People from Delaware tend to be pretty laid back – the majority of us live in rural, small towns, where we know our neighbors and take our time, enjoying life in the country. Even those of us in the city tend to be more mild mannered than our northern neighbors (Sorry, Philly – but we wouldn’t throw batteries at Santa Claus, or destroy a peace-loving robot…).
That being said, there are a few things you can do to really make us mad – and you don’t really want to put anyone in that position, right? So just keep this list in mind next time you travel through the First State.
1. Say "Dela-where?!"
HA HA HA GET IT?! Yes, we get it. We've heard it before. And you can stop now.
2. Charge us for sales tax.
Get out of here with that, other states. We'll keep shopping in Delaware if you're gonna charge us to spend money.
3. Diss our seafood.
Look, Maryland has great seafood. We know that. But we also know that some of our local seafood restaurants can serve up catch that's just as good, or better, than even the best Maryland places. And honestly? In Delaware, it's usually cheaper.
4. Crowd our country roads.
Ugh, tourist season. When even the most rural roads in slower lower get mucked up with people looking for a shortcut. Guess what, there aren't any. Stay on the main roads and leave the scenic byways to us.
5. Claim Wilmington is "dangerous" or "scary."
Every city has its rough spots, and Wilmington has some neighborhoods that you really shouldn't explore on your own. But overall, it's a beautiful city, and the vast majority of it is lovely. The Riverwalk is great and Trolley Square is one of the coolest places in the entire state. Plus, Alapocas Run State Park and the Brandywine Creek! Wilmington is so underrated, and it's such a great city.
6. Serve us chicken and dumplings.
If you're going to try to serve us chicken and dumplings, you'd better do it right. Slippery dumplings are the ONLY way this dish should be served!
7. Try to talk sports.
We can all agree that Blue Rocks games are fun - but that's about as far as you should go. Some of us like the Ravens and O's, some prefer the Phillies and Eagles, others are Redskins and Nationals fans, and of course, everybody knows that one neighbor that loves the Giants and Yankees. Because we don't have any real "Delaware" teams, it's a big mixture of team loyalty, and it's probably best to talk about something else.
8. Tell us Dogfish Head isn't amazing.
At this point, Dogfish Head Beer is one of the most famous Delaware exports. Their IPAs are well regarded throughout the country, and their pumpkin beer is one of the best I've ever tried. So don't knock it 'til you've tried it.
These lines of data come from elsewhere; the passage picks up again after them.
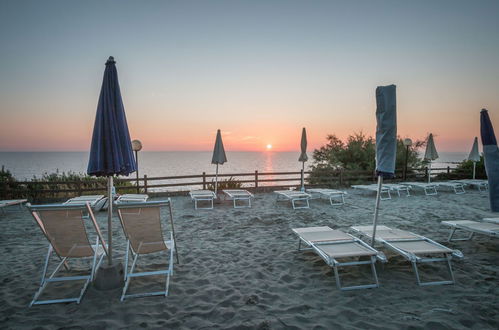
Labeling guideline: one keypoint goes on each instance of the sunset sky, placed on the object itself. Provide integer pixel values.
(257, 70)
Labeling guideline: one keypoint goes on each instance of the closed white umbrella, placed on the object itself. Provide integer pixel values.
(474, 155)
(303, 156)
(430, 154)
(218, 156)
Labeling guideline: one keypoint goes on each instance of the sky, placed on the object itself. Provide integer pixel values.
(257, 70)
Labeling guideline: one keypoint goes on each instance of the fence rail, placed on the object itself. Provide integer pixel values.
(39, 190)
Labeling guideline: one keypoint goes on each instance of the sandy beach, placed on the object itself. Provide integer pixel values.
(240, 269)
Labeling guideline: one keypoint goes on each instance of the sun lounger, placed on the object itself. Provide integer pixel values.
(64, 228)
(430, 189)
(11, 202)
(328, 194)
(239, 195)
(487, 227)
(141, 223)
(414, 248)
(202, 196)
(333, 245)
(294, 197)
(374, 187)
(458, 187)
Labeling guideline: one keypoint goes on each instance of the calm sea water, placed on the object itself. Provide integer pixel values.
(25, 165)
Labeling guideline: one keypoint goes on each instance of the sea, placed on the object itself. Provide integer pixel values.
(26, 165)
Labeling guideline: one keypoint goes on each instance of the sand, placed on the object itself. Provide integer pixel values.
(240, 269)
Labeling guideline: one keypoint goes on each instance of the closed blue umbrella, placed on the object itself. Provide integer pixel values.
(491, 156)
(386, 140)
(111, 150)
9. Talk about Ocean City, Maryland.
I've got nothing against OCMD - I've partied at Seacrets and wandered the town plenty. However, don't try to tell us that Ocean City has the best beach or town in the area. On your way down, you pass through Fenwick Island, which is a perfect little paradise that is so overlooked. Not to mention Rehoboth Beach being an incredible beach, and Bowers quaint little town being overlooked by so many.
10. Ask us "Do you know...?"
We KNOW it's a small state. But that doesn't mean we know your cousin's neighbor's friend that grew up in Delaware...
...although, okay, we probably do.
11. Judge us based on I-95.
So many people think Delaware is just a stretch of highway between New Jersey and Maryland. Don't be one of those people. If you want to form an opinion on the first state, get off of the highway and explore it a little. I promise you, you'll be pleasantly surprised.
12. Be an obnoxious UD student.
Newark Natives are happy to open up their little city to college students. Everyone loves cheering for the Blue Hens, and the college population has brought a lot of great main street businesses with it. But please, don't be one of those UD students screaming "Don't Stop Believing" at 2 AM. We love Journey, but we also love our sleep...
13. Hate on Wawa.
We LOVE Wawa. Anyone who doesn't can just leave and return to eating whatever Sheetz they prefer...
14. ...On that note, it's a sub.
Don't call this sandwich a hero for sure, and really, it's not a "hoagie" (sorry Philly!). We're with the majority of the country on this one, and these are called subs.
15. Claim that Delaware is boring.
Of all the things you could do to make a Delawarean mad, this is the absolute worst. Our state is a small wonder - with amazing things hidden around every corner. Sure, life in small towns can get a little redundant, but we're so lucky to have the most amazing things just a short drive away. That's one benefit of being such a small state!